Verbal Cues and Stereotypes
December 8, 2016
Recently, in response to an email message from a male acquaintance, I replied using the word "cute." His message contained a funny,
photoshopped image; and, while it made me
laugh, it didn't demand more than this one word acknowledgement. Just a few hours after that, I read a
press release entitled, "Real men don't say 'cute'."[1] I decided to restore my manhood by using a modern
tool that's
mightier than a sword, a
desktop computer, to write this article.
It's generally easy to identify an
educated person by his/her
vocabulary. The original purpose of the vocabulary portion of the
SAT test and other such tests was to assess how much a student has
read as a measure of his
intelligence.
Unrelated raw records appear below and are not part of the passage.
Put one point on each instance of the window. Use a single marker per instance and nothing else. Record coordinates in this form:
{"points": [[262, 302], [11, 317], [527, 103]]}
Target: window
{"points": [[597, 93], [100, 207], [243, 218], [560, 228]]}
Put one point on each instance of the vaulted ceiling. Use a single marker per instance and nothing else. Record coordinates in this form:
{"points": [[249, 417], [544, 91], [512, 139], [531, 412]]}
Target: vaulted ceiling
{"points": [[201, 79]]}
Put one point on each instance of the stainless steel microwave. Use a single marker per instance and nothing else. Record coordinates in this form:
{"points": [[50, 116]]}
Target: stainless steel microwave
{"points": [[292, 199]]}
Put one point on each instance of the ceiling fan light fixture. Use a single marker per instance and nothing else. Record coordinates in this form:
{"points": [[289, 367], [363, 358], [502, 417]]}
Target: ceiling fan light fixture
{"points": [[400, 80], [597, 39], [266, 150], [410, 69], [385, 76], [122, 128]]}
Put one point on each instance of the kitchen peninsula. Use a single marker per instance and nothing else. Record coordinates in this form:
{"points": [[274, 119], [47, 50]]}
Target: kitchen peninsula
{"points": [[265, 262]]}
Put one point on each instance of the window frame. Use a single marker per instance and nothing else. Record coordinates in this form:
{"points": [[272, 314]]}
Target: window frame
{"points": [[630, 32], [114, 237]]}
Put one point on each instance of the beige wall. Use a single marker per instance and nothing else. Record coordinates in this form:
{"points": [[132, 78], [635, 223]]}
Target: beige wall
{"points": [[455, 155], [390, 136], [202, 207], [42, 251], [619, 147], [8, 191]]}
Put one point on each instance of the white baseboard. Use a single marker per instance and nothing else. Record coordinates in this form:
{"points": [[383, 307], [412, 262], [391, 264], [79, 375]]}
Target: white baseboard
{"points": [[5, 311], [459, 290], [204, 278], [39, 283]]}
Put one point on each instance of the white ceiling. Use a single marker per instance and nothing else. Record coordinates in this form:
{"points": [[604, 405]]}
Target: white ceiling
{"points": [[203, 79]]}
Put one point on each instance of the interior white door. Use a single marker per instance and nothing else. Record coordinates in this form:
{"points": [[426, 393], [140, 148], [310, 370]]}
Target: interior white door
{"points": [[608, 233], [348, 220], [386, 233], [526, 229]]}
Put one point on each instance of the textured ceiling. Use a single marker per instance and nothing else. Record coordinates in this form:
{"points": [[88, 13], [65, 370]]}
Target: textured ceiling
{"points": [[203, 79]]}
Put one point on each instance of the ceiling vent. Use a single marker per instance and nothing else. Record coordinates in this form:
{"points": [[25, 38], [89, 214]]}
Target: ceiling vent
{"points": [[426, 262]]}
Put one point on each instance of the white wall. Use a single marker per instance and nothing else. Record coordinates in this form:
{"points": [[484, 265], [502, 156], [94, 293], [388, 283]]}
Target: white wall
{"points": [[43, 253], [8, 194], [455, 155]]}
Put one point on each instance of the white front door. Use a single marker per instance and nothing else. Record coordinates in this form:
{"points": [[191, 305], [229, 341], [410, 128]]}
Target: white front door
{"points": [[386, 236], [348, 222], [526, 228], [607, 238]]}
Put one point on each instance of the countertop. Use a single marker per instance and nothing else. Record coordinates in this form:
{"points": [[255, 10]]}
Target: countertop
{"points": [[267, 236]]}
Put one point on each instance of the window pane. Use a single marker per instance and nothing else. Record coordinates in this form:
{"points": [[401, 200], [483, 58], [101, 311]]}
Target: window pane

A
diligent student will read many books, and he will find the definition of words he doesn't understand. This portion of the test was subverted over the years into a word
memorization activity. Interestingly, a high score from successful memorization is also a good
predictor of
academic success, since the activity requires both intelligence and
perseverance.
Aside from the level of education, what else might be gleaned from a person's speech? I've often been able to determine whether an
author is
male or
female from their use of
language; but, is such
stereotyping more
accurate than not? An international team of
researchers, including one from the interestingly named, "
Ubiquitous Knowledge Processing Lab," looked into this problem. Team members were from the
University of Pennsylvania (Philadelphia, Pennsylvania), the
Technische Universität Darmstadt (Darmstadt, Germany), and the
University of Melbourne (Victoria, Australia).[2]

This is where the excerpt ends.